We slept in after a long and stressful previous day. Sheila and Austin have an espresso maker, so we had coffee and breakfast in the apartment with Sheila. Then we got up the nerve to go out into the city on our own.
We walked around near the apartment, with the skies threatening rain. We bought our first baguette to snack on. First, we went to Père Lachaise, a HUGE cemetery where we saw the tombs of Jim Morrison, Chopin, and possibly Georges Seurat. We explored less than 1/3 of the cemetery, the rest of which includes the resting places of Oscar Wilde, Gertrude Stein, and other luminaries. After the cemetery, we walked to Saint Croix church, and the rain began to fall, so we went back home.
Not long after, we went back out, to Parc de Belleville. This beautiful, large public park is very close to the apartment. There is an amazing playground that looks kind of like an abstract pirate ship that has been built into the side of a fairly steep hill. This would never exist in the present United States, as it looked like an invitation to litigation. But the kids were having so much fun crawling and running in and out, up and down, and all around. The park also has beautiful rose gardens and beds of wild flowers. Kids were playing everywhere… we were definitely in the way but they didn’t seem to notice us. We climbed up the hill to behold an amazing view of Paris… our first real sight of the Eiffel tower. It was just magical, and surreal. We wandered back down, getting lost a little bit on the way home. We stopped by the grocery store, picked up supplies for dinner (pasta with homemade marinara sauce), plus a baguette from the boulangerie outside our door.
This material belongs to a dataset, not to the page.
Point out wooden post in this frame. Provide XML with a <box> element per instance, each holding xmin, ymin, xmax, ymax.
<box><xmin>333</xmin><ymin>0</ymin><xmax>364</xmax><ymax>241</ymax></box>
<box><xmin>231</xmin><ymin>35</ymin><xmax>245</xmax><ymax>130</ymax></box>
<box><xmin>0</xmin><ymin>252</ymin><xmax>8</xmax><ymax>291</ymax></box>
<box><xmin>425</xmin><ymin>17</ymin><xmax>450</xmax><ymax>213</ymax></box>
Late that night we went to a gypsy jazz jam. This style of jazz is called jazz manouche in French, and if you’ve ever heard Django Reinhardt you are familiar with it. The jam was at La Venus Noire, a bar with an underground cave. Young, amazing musicians played guitars, a saxaphone, a violin, and a cajon for a little bit. We met a bunch of wonderful people, including an Irish and Scottish Texan couple with a newly collegiate daughter. Also, a young lady named Immanuelle from a French island off of the coast of Madagascar, called Réunion. Her English was very good although she hadn’t spoken it much in the previous 4 years. She had relocated to Paris to find a job; there aren’t many on her island.